La formation : une véritable autoroute pour l’IA générative
Un domaine que je connais particulièrement bien est la formation professionnelle pour adulte. Pour être efficace, une formation doit être la plus qualitative possible, au risque d’obtenir l’inverse de ce que l’on recherche, à savoir le rejet du sujet voire de la formation en général. Je l’ai vécu et observé durant mon parcours d’étudiant et professionnel. Ne perdons pas de vue qu’une bonne formation fait progresser l’individu et l’entreprise à laquelle il appartient, et qu’une mauvaise formation est une véritable bombe à retardement pour l’individu et l’entreprise. L’enjeu est donc de taille, il ne faut pas le minimiser.
Un individu rendu plus compétent avec la formation entrevoit plus facilement l’avenir et se sent plus capable de l’affronter et de faire progresser son groupe. En revanche, un individu mal formé aura tendance à se juger incapable d’avancer, deviendra pessimiste et va lentement se dégrader professionnellement en y amenant souvent le groupe dans lequel il opère.
Mais venons-en à l’IA générative !
Dans la création d’un cours (quelle que soit la modalité utilisée), l’IA générative nous apporte une quantité de données en lien direct ou indirect avec le sujet
Si ce sujet est générique et que l’on sait interroger l’IA, on peut s’attendre à obtenir l’exhaustivité des données concernées (il semble même que cela soit assez submergeant en termes de volume). En revanche si notre compétence à interroger l’IA est très moyenne, on va se retrouver avec un fatras de données quasi inexploitables, même pour un sujet générique.
Lorsque que l’on réalise une formation, le cœur du métier du formateur et sa réelle plus-value se situe dans la conception pédagogique, la manière dont on va enseigner les données collectées et développer un savoir-faire. C’est équivalent à un métier d’art ou des compétences très liées aux facteurs humains sont utilisées : la sensibilité, les astuces, la narration, la vitesse d’apprentissage, la bienveillance, la reformulation, la répétition, la mécanique de jeu, l’encouragement, le rythme, etc. C’est donc à cette étape particulière que l’être humain fait la différence avec l’IA. Il adapte, il simplifie, il illustre, il structure, il déstructure les données. Il imagine comment l’apprenant va s’en sortir, il ajuste le chemin pédagogique, il met en place tout ce qu’il peut pour permettre la réussite et minimiser l’échec. Il a la volonté de se mettre au service de celui qui apprend. Dans une formation présentielle pour être plus efficace dans la transmission, il changera son discours, ses exemples et son animation : chaque individu ou groupe d’individus a ses forces et ses faiblesses et le formateur doit en être conscient et s’adapter, c’est le propre de son métier, c’est même son devoir.

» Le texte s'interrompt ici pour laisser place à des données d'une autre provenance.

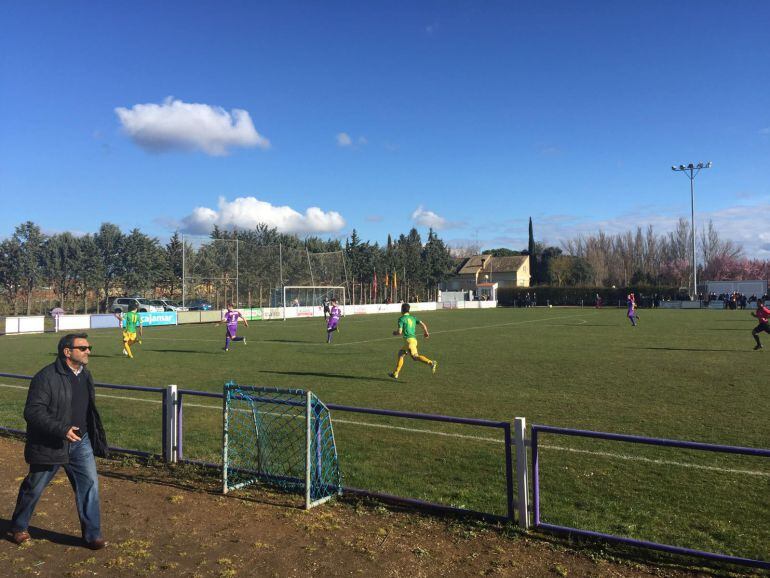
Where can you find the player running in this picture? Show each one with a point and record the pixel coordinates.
(129, 322)
(762, 314)
(332, 324)
(407, 326)
(632, 317)
(231, 318)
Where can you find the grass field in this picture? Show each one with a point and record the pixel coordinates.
(689, 375)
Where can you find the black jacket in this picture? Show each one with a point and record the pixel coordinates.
(48, 416)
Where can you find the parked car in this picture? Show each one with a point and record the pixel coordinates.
(169, 305)
(120, 305)
(199, 305)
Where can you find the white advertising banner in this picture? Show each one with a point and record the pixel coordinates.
(68, 322)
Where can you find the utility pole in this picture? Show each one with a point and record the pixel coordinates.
(691, 171)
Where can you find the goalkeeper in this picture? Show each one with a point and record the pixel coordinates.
(407, 326)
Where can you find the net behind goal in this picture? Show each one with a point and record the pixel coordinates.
(309, 296)
(282, 437)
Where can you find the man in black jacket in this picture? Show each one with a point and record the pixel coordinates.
(63, 429)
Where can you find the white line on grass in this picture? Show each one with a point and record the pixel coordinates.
(476, 438)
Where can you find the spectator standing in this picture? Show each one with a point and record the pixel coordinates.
(63, 430)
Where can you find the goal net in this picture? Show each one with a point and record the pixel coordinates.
(281, 437)
(306, 298)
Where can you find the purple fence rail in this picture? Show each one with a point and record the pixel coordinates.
(537, 429)
(160, 390)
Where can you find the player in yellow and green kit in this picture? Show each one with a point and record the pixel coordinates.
(407, 327)
(130, 321)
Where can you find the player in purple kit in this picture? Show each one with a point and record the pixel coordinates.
(334, 318)
(632, 316)
(231, 318)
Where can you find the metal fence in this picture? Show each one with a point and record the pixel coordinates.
(537, 430)
(517, 510)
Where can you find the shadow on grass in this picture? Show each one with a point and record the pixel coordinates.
(323, 374)
(195, 351)
(195, 478)
(290, 341)
(49, 535)
(696, 349)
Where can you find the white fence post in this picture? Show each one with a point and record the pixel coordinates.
(169, 422)
(520, 430)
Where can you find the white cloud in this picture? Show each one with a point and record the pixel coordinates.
(425, 218)
(177, 125)
(344, 140)
(248, 212)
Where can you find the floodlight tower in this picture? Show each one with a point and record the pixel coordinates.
(691, 171)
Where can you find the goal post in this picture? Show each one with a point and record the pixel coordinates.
(280, 437)
(307, 297)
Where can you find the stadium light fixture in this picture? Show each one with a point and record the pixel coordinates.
(691, 171)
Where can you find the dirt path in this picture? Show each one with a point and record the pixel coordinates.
(163, 523)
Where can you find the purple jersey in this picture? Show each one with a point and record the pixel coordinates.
(334, 318)
(231, 318)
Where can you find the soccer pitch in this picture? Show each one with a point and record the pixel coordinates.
(689, 375)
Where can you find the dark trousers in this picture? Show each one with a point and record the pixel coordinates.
(81, 471)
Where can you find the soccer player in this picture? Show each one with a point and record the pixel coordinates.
(762, 314)
(632, 309)
(130, 321)
(407, 326)
(327, 311)
(231, 317)
(334, 318)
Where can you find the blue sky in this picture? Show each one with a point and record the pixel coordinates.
(321, 117)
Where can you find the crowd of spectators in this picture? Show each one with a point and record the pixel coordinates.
(733, 300)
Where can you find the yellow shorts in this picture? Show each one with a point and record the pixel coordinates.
(410, 347)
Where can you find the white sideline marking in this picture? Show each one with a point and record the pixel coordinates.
(475, 438)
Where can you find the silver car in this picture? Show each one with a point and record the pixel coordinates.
(121, 304)
(168, 305)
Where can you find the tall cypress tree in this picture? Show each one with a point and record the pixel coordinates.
(532, 256)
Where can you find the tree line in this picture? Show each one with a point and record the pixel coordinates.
(82, 272)
(638, 257)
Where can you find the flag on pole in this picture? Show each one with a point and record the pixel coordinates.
(375, 285)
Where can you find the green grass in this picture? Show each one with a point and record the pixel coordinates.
(688, 375)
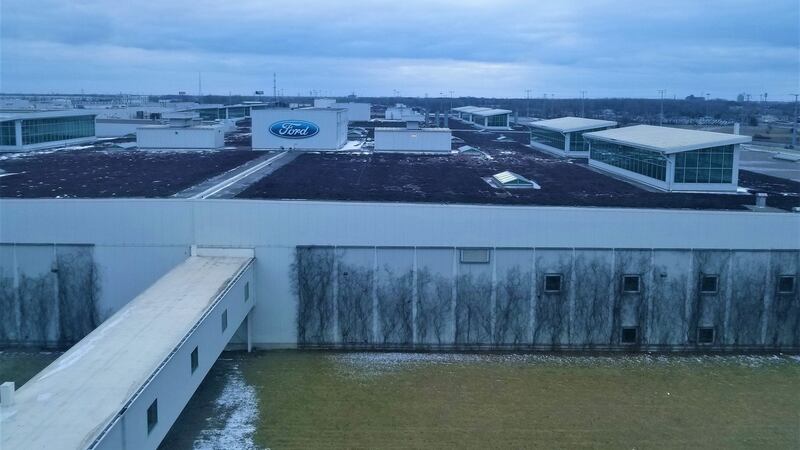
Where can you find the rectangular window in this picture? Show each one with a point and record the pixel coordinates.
(630, 335)
(647, 163)
(475, 255)
(631, 283)
(706, 165)
(705, 335)
(152, 416)
(195, 359)
(786, 284)
(709, 284)
(552, 283)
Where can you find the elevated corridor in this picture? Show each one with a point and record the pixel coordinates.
(124, 384)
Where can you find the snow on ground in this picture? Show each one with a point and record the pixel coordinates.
(366, 365)
(237, 406)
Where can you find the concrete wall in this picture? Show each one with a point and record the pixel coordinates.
(175, 383)
(332, 124)
(606, 242)
(180, 137)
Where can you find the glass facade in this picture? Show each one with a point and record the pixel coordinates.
(8, 134)
(643, 162)
(707, 165)
(36, 131)
(547, 137)
(497, 121)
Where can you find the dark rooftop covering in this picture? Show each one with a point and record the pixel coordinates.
(94, 173)
(458, 179)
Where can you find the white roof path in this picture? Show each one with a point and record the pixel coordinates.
(570, 124)
(69, 403)
(665, 139)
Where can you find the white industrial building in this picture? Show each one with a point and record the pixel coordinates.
(26, 131)
(564, 136)
(299, 129)
(413, 139)
(670, 159)
(356, 112)
(485, 118)
(121, 127)
(183, 132)
(402, 112)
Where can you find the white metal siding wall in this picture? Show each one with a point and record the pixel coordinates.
(180, 138)
(413, 140)
(175, 383)
(332, 125)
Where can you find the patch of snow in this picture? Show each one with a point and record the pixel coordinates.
(238, 405)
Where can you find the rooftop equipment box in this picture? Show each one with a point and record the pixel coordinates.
(300, 129)
(409, 140)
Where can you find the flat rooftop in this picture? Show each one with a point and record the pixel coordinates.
(98, 172)
(45, 114)
(69, 403)
(570, 124)
(385, 177)
(666, 139)
(360, 176)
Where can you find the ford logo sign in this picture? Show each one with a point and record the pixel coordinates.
(293, 129)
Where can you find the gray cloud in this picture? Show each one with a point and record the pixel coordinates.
(490, 48)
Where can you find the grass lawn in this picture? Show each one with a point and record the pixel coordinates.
(384, 400)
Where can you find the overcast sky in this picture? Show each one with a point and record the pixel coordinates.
(500, 48)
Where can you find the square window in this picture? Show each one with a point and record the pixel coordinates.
(152, 416)
(630, 335)
(475, 255)
(195, 359)
(786, 284)
(552, 283)
(709, 284)
(630, 283)
(705, 335)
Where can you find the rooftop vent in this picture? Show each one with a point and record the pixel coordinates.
(761, 200)
(509, 179)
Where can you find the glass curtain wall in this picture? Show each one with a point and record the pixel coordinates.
(643, 162)
(707, 165)
(8, 133)
(35, 131)
(497, 121)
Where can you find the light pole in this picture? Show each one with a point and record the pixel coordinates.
(527, 102)
(583, 99)
(794, 129)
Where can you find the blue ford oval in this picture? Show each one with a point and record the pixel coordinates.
(293, 129)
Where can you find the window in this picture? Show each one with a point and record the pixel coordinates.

Dans le cas spécifique d’une formation digitale, le formateur (concepteur) va devoir intégrer en amont la manière dont il adaptera son enseignement au public cible. Il va devoir être sacrément créatif, pour ne pas dire génial. Toutes ses compétences pédagogiques, sa capacité à se projeter et à imaginer va être mise en œuvre. La médiocrité pédagogique n’a pas sa place ici. En laissant ce travail à l’IA générative, on obtiendra une approche pédagogique de synthèse, souvent banale et assez éloigné de ce qu’un bon formateur pourra proposer.
L’IA peut aider sur la conception, donner des pistes, des types de questions à poser, mais pour l’instant elle ne permet pas de concevoir avec tous les paramètres humains à prendre en compte. Bien entendu, ceux qui ne jurent que par cette technologie vont essayer de vous en convaincre, mais regardez vous-même, essayer de vous former pendant une journée avec une formation réalisée par une IA générative !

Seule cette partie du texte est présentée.